In a letter, Assistant Attorney General Jennifer Wright wrote that “the elections integrity unit of the Arizona Attorney General’s Office has received hundreds of complaints since election day pertaining to issues related to the administration of the 2022 General Election in Maricopa County. These complaints go beyond pure speculation but include first-hand witness accounts that raise concerns regarding Maricopa’s lawful compliance with Arizona election law.” Wright continued by saying that the complaints were not only from voters but also from election workers, poll observers, and unnamed employees from Maricopa County.

The letter demanded that Maricopa County provide a comprehensive report detailing with specificity every voting location that had problems with either printers or tabulation machines. They also asked for complete logs of any changes made to printer or tabulation machines and the county’s method of fixing them after technicians were sent to repair them on election day.

What happened in Maricopa:
According to county officials, approximately 67 (out of 223) polling locations reported “technological glitches” that impacted voters trying to have their ballots tabulated. Specifically, ballots printed at on-site polling stations resulted in formatting marks not being printed dark enough for the tabulators to read, resulting in them being hand-counted.

This development comes as Katie Hobbs, Arizona’s current Secretary of State, has been declared the winner of Arizona’s Gubernatorial Elections, earning roughly 17,000 more votes than her opponent, Kari Lake.

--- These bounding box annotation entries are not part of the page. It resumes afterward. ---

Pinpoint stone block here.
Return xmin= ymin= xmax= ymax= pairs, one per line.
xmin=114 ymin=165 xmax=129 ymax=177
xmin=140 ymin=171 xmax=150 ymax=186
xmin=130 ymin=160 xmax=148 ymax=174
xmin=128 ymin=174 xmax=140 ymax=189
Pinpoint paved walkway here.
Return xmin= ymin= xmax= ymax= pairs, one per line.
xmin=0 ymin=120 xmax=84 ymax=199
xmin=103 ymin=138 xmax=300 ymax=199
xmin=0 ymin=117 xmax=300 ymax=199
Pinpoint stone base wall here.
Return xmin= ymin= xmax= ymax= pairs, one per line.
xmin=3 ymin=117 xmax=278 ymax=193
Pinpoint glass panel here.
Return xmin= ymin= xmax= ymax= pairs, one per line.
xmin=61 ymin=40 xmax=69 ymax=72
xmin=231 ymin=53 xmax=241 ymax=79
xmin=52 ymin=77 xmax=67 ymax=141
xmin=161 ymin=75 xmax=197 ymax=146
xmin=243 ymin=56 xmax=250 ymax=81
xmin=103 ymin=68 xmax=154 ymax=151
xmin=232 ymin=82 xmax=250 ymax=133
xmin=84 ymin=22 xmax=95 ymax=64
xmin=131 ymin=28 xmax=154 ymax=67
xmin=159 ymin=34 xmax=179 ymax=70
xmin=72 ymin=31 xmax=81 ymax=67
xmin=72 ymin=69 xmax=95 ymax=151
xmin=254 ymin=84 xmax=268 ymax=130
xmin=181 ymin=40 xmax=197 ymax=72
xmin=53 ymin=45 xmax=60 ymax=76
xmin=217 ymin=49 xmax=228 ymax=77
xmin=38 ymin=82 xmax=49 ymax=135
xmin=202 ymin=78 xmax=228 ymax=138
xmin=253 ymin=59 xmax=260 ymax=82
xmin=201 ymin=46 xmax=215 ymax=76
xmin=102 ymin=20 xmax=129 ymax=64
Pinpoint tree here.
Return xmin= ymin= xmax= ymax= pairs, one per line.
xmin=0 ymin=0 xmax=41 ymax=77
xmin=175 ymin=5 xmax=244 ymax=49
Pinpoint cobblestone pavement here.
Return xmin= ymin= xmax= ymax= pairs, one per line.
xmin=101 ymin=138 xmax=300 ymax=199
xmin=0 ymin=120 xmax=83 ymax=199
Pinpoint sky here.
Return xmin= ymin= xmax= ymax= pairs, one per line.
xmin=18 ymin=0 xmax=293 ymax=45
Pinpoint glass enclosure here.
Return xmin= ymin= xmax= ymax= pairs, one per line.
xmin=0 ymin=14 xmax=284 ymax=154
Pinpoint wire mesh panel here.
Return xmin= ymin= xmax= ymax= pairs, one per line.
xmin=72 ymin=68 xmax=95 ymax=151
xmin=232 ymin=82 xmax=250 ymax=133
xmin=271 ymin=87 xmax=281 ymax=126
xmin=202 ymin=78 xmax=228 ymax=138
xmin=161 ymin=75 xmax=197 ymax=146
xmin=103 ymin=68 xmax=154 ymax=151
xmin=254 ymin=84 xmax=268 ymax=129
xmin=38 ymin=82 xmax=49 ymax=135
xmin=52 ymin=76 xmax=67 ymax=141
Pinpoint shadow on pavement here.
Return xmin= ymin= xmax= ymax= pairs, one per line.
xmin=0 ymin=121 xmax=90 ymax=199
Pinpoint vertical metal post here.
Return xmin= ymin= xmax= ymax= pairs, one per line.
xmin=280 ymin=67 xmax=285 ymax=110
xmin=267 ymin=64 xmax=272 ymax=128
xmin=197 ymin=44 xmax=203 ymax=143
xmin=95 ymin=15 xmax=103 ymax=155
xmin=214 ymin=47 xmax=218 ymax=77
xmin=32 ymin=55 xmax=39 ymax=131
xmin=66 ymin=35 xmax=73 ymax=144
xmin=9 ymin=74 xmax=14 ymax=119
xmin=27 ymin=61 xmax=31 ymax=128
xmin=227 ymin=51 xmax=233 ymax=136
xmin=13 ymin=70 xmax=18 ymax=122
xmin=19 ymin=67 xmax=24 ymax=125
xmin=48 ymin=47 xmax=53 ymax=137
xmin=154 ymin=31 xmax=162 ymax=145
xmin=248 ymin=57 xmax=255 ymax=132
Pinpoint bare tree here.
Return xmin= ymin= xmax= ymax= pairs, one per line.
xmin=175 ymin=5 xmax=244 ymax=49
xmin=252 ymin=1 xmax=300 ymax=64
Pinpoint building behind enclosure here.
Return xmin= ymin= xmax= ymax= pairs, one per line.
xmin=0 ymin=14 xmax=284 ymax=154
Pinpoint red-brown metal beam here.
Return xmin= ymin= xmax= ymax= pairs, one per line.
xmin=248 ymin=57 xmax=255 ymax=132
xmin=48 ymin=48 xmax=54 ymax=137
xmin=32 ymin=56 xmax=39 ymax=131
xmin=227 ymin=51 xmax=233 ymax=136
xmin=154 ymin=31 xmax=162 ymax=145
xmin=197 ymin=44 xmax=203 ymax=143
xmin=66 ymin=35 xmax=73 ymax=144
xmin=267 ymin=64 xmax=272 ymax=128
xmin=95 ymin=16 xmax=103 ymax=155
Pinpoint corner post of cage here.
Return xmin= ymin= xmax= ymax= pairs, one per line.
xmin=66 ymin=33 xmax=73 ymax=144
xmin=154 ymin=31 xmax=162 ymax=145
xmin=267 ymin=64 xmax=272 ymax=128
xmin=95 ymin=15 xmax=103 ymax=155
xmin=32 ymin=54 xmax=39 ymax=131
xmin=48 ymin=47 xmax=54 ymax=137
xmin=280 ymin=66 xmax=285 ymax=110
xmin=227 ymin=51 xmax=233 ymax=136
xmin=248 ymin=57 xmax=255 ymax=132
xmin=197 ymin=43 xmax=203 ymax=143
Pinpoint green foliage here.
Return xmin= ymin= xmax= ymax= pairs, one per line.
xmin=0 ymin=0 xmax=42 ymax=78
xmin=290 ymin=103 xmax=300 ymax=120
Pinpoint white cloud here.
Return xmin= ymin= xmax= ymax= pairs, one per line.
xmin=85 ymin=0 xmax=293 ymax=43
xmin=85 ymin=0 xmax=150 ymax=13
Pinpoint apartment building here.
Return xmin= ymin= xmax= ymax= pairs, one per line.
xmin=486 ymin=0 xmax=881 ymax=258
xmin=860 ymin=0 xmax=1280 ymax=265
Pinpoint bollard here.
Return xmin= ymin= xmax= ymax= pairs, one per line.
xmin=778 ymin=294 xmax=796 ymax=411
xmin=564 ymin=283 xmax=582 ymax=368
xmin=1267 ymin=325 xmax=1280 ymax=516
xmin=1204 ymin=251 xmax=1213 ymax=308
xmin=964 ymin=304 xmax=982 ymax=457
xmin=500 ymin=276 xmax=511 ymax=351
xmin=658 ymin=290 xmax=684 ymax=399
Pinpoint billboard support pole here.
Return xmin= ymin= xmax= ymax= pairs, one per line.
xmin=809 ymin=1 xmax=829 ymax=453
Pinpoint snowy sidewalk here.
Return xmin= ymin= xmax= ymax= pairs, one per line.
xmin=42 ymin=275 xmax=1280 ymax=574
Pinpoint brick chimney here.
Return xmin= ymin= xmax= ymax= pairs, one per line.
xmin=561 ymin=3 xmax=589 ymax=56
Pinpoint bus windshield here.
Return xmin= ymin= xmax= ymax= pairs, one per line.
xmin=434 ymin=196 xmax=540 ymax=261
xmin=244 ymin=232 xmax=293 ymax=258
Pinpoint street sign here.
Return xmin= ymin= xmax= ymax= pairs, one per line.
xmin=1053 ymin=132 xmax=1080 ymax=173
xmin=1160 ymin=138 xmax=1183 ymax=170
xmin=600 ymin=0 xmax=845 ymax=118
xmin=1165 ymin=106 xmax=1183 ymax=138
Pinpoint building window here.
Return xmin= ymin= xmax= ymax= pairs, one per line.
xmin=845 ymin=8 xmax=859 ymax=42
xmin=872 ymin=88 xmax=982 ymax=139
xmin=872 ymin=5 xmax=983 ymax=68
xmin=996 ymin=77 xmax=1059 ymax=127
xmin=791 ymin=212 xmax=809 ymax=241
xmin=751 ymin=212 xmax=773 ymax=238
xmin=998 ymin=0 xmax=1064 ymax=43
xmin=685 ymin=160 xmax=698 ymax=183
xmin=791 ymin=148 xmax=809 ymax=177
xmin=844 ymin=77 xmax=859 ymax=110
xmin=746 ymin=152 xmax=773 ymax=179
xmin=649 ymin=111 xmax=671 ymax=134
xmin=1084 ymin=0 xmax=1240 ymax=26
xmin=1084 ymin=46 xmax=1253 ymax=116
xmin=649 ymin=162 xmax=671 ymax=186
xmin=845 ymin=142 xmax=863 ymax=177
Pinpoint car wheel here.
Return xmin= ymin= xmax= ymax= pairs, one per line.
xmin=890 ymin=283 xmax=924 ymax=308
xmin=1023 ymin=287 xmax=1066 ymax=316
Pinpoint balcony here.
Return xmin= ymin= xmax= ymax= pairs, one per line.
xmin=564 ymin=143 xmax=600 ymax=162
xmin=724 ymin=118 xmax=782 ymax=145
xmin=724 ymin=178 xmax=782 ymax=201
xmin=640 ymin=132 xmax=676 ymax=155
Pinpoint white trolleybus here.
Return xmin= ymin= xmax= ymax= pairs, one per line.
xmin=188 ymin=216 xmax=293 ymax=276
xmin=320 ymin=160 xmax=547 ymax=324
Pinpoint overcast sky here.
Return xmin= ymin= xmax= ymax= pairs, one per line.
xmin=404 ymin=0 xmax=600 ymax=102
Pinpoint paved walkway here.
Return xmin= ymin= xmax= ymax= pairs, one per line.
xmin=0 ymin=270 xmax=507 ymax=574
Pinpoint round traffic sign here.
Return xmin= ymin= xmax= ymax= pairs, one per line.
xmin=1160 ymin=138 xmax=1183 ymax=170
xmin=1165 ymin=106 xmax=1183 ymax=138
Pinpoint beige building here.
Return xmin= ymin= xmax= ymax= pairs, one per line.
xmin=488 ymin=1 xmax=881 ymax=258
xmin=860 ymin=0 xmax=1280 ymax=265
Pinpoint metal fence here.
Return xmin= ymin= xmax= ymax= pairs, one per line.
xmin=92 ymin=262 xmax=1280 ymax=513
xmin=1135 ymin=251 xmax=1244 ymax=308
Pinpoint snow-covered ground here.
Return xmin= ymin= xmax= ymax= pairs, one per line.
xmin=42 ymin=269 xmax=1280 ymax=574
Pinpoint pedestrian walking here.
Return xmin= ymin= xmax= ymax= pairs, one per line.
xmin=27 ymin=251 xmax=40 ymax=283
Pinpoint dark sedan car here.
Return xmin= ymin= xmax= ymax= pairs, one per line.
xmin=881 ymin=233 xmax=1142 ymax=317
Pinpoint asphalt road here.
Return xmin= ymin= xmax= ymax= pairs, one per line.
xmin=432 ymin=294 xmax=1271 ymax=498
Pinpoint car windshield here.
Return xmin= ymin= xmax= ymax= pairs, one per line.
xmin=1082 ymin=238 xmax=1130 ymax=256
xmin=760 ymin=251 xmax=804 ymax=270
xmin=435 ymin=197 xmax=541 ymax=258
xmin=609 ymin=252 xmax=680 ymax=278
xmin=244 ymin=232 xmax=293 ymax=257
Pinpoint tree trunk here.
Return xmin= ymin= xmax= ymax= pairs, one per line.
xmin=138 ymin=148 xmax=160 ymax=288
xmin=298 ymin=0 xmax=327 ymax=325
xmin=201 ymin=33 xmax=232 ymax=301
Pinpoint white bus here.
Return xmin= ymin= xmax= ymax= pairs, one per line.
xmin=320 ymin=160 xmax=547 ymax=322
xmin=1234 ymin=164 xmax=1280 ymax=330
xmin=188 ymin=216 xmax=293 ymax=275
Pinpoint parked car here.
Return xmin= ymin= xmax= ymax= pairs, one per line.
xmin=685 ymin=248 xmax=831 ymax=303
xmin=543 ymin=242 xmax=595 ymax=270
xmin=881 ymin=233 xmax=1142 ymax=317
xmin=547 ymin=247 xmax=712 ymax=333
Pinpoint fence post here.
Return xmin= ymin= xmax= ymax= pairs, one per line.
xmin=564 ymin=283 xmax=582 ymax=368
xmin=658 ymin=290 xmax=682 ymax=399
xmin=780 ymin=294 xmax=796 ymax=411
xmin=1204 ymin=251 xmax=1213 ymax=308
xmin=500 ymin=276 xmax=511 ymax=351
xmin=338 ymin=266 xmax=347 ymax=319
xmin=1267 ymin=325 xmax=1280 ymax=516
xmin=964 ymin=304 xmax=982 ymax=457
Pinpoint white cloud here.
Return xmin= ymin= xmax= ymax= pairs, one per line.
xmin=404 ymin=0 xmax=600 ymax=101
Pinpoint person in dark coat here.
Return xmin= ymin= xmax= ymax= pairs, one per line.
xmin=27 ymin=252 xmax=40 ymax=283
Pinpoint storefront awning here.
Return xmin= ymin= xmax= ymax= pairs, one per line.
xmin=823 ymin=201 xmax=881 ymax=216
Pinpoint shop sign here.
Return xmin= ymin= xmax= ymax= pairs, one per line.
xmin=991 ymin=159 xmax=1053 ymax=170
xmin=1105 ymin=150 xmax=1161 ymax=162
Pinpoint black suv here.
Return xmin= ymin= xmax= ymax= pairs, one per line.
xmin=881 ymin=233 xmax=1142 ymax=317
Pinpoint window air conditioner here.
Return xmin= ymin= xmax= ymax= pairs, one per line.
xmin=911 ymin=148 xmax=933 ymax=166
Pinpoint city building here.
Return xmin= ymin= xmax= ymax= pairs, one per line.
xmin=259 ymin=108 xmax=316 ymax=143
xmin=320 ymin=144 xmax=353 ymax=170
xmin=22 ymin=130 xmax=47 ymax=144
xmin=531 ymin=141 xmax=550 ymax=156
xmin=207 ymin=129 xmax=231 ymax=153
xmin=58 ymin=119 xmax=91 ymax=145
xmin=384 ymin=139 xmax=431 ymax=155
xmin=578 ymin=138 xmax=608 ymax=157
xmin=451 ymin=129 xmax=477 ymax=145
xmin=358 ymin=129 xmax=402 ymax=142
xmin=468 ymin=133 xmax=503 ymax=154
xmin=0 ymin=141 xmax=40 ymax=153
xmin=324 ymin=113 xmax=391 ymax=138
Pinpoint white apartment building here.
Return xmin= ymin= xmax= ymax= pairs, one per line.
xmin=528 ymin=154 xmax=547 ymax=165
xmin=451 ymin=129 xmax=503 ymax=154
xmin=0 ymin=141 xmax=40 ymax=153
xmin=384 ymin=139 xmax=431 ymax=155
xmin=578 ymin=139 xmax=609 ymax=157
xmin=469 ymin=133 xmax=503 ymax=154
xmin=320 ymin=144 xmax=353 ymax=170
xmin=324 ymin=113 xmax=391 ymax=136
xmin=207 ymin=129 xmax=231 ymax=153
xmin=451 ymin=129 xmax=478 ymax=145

In an interview on Monday, Hobb’s said she was ready to get to work despite Kari Lake vowing to challenge her win.

Katie Hobbs (left), Kari Lake (right)

At the moment, Kari Lake has refused to concede, arguing that the Arizona election has been “botched and broken beyond repair.” Lake also welcomed the news of demands from the state’s Attorney General’s office, saying, “Thankfully, the Attorney General’s office is demanding answers from Maricopa County. [They] are taking the first steps necessary to remedy this assault on our democracy.”